A key detail is that we treat transitions as directed, meaning "ab" and "ba" are different recordings. This is essential because the concatenation constraint depends on direction.
Why it works
Each recorded two-character string corresponds exactly to one directed edge. Any valid construction of the final string must be able to realize every adjacent pair in the original string through some edge. If two identical transitions appear, a single recorded edge suffices because it can be reused in multiple positions in a chain as long as connectivity is preserved. Therefore, the minimum number of recordings equals the number of distinct adjacent character pairs required by the string.

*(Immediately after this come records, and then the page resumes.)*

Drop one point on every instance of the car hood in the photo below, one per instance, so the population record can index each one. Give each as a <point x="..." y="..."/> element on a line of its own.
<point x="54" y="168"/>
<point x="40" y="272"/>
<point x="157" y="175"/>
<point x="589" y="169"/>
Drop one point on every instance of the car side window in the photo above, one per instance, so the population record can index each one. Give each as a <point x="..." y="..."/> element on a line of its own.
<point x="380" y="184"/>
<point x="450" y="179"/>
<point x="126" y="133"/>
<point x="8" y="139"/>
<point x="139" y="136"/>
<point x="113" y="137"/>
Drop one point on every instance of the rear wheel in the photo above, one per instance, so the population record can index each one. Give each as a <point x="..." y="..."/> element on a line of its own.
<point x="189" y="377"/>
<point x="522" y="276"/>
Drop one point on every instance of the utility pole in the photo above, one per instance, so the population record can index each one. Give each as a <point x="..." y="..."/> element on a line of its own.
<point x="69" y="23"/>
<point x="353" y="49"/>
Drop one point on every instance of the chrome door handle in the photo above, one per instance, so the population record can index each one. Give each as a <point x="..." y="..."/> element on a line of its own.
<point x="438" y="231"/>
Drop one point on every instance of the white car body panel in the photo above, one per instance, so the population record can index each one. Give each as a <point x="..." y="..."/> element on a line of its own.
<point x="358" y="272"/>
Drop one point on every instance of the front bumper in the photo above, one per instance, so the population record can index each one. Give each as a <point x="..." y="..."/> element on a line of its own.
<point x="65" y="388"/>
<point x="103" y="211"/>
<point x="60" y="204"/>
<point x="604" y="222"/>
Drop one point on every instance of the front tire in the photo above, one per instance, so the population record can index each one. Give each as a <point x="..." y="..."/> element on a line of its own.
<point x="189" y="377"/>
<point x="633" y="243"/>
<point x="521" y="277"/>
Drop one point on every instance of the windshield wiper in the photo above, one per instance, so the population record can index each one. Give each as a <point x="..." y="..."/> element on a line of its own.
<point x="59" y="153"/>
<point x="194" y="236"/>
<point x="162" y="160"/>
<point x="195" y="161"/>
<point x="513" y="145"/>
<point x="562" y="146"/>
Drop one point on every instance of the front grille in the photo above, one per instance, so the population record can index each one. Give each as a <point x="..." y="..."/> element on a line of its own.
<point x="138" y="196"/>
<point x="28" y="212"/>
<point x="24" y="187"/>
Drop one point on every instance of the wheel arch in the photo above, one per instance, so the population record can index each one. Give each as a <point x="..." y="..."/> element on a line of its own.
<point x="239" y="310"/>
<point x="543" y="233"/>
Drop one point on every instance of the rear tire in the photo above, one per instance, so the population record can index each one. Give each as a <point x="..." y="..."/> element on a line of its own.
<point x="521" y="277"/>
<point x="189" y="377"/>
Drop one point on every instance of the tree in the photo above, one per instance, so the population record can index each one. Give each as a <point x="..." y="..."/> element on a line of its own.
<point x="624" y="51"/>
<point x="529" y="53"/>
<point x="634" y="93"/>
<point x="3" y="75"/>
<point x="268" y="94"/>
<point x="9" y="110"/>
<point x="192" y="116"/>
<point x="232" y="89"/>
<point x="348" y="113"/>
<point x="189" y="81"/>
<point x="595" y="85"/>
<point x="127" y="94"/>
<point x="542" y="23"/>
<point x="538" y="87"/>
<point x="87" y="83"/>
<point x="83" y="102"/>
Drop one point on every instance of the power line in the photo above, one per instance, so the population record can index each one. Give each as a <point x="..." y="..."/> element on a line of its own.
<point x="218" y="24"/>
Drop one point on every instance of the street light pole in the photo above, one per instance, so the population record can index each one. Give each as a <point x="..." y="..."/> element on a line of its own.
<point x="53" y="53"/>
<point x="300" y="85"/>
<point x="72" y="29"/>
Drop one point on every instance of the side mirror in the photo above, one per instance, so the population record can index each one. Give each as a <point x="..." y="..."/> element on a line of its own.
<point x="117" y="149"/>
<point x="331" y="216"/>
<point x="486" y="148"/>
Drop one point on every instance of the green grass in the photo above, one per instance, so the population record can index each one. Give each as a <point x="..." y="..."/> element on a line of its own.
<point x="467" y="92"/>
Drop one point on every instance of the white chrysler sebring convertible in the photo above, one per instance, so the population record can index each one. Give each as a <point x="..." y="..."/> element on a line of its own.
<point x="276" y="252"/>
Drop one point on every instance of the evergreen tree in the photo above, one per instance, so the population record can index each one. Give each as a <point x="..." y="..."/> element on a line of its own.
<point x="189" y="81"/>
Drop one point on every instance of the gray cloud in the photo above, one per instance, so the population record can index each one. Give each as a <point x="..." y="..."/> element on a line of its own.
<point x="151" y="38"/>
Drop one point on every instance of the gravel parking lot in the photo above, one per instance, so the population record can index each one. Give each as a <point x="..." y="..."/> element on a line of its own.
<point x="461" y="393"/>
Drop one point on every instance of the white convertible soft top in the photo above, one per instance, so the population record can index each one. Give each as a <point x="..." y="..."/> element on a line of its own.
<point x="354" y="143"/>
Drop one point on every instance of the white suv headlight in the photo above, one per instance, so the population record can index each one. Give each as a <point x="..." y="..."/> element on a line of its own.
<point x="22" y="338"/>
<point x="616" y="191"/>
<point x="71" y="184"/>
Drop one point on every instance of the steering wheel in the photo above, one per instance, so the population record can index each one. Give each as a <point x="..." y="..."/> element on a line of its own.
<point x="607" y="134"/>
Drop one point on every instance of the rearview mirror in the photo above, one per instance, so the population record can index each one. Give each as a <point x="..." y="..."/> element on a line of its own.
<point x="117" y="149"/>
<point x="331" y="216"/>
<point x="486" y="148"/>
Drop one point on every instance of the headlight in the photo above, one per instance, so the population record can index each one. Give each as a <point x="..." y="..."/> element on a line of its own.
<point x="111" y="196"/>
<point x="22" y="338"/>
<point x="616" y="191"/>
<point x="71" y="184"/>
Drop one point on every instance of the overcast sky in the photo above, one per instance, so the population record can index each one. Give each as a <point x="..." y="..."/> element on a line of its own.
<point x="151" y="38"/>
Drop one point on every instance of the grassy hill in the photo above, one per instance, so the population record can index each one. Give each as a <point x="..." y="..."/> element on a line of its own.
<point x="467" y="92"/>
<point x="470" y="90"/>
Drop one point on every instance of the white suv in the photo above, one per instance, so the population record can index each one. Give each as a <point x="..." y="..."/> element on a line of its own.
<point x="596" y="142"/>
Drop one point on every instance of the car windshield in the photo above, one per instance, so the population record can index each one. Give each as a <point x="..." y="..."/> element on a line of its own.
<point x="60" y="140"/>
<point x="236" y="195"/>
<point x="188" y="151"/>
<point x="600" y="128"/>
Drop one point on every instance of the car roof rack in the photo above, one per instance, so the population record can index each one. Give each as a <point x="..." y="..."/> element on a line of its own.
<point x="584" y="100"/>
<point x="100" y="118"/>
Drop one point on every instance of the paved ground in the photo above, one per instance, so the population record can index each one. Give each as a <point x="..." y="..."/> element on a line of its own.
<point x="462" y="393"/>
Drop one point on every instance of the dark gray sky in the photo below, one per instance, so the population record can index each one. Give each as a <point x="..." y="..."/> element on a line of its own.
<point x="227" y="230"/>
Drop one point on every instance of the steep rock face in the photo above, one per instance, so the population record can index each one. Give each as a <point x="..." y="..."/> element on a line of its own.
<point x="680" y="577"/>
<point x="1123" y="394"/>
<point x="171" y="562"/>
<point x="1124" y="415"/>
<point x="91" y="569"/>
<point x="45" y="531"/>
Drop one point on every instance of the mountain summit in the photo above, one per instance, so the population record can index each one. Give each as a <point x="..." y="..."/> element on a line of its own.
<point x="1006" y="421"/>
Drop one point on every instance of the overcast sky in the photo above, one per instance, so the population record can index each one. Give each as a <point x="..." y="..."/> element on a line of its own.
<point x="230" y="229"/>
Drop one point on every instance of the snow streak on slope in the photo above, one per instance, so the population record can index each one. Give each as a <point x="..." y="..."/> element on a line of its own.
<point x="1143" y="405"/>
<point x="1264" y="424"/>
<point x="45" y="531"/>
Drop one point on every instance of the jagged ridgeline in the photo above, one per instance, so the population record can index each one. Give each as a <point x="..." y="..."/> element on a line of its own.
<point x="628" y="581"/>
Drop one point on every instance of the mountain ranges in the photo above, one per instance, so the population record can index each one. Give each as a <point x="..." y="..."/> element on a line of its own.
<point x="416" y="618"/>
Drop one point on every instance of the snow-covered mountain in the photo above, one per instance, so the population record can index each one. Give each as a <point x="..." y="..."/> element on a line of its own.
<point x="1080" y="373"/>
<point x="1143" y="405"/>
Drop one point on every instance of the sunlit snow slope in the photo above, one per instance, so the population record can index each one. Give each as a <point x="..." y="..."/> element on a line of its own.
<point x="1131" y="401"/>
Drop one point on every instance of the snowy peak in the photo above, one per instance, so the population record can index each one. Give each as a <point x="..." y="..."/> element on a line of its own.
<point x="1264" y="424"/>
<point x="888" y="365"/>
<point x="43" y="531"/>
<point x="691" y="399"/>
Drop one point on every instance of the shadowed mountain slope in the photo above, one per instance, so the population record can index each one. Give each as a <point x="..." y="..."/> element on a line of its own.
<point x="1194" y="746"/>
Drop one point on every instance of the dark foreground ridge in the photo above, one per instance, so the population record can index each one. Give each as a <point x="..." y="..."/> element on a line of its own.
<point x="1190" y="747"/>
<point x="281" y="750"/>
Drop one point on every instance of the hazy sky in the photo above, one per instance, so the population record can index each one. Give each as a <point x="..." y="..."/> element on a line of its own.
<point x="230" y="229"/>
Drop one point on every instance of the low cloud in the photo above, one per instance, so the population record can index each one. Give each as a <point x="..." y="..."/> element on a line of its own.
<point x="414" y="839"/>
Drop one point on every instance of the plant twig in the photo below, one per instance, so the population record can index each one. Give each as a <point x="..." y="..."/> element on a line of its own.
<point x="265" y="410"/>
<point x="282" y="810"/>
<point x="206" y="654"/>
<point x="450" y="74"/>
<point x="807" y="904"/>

The invariant is that at every step of scanning, the set of recorded transitions is sufficient to reproduce all processed adjacency pairs without contradiction, and we only expand it when a new type of adjacency appears. This guarantees minimality because introducing fewer edges would leave at least one adjacency unsupported.
Python Solution
import sys
input = sys.stdin.readline
t = int(input())
for _ in range(t):
n = int(input())
s = input().strip()
used = set()
ans = 0
for i in range(n - 1):
pair = (s[i], s[i + 1])
if pair not in used:
used.add(pair)
ans += 1
print(ans)
The implementation directly mirrors the idea of tracking distinct adjacent pairs. The set used stores which directed transitions have already been accounted for. Each time we see a new pair, we increment the answer. There are no boundary issues beyond iterating only up to n-2, since we always access i+1.
Worked Examples
Example 1
Input:
abab
We track adjacent pairs:
| i | Pair | Seen before? | Used set | Answer |
|---|---|---|---|---|
| 0 | (a,b) | no | {(a,b)} | 1 |
| 1 | (b,a) | no | {(a,b),(b,a)} | 2 |
| 2 | (a,b) | yes | {(a,b),(b,a)} | 2 |
Output is 2.
This demonstrates reuse: once a transition is recorded, repeating it does not increase cost.
Example 2
Input:
abacaba
| i | Pair | Seen before? | Used set | Answer |
|---|---|---|---|---|
| 0 | (a,b) | no | {(a,b)} | 1 |
| 1 | (b,a) | no | {(a,b),(b,a)} | 2 |
| 2 | (a,c) | no | {(a,b),(b,a),(a,c)} | 3 |
| 3 | (c,a) | no | {(a,b),(b,a),(a,c),(c,a)} | 4 |
| 4 | (a,b) | yes | same | 4 |
| 5 | (b,a) | yes | same | 4 |
Output is 4.
This shows how branching at a single character forces multiple distinct transitions.
Complexity Analysis
| Measure | Complexity | Explanation |
|---|---|---|
| Time | O(n) per test | We scan each string once and perform O(1) set operations per step |
| Space | O(1) | At most 49 distinct pairs per test since n ≤ 50 |
The constraints allow up to 10⁴ test cases, but the total processed characters remain small enough that this linear per-test approach easily fits within limits.
Test Cases
import sys, io
def run(inp: str) -> str:
sys.stdin = io.StringIO(inp)
input = sys.stdin.readline
t = int(input())
out = []
for _ in range(t):
n = int(input())
s = input().strip()
used = set()
ans = 0
for i in range(n - 1):
p = (s[i], s[i+1])
if p not in used:
used.add(p)
ans += 1
out.append(str(ans))
return "\n".join(out)
# provided samples
assert run("""5
4
abab
7
abacaba
6
aaaaaa
7
abcdefg
5
babdd
""") == """2
4
1
6
4"""
# custom cases
assert run("""1
2
aa
""") == "1"
assert run("""1
3
abc
""") == "2"
assert run("""1
5
ababa
""") == "2"
assert run("""1
6
ababab
""") == "2"
| Test input | Expected output | What it validates |
|---|---|---|
"aa" |
1 | single self-loop case |
"abc" |
2 | simple chain of distinct transitions |
"ababa" |
2 | reuse across alternating pattern |
"ababab" |
2 | repeated alternating structure |
Edge Cases
For a string like "aaaaaa", every adjacent pair is identical. The algorithm sees (a,a) once and never increases the counter again, producing output 1. This matches the fact that a single recorded "aa" can be reused throughout the entire construction.
For a fully alternating pattern like "ababab", the scan produces only two distinct transitions: (a,b) and (b,a). Even though the string length is large relative to the number of transitions, the set-based approach correctly collapses repetition into reuse, confirming that the answer depends only on distinct adjacency types, not frequency.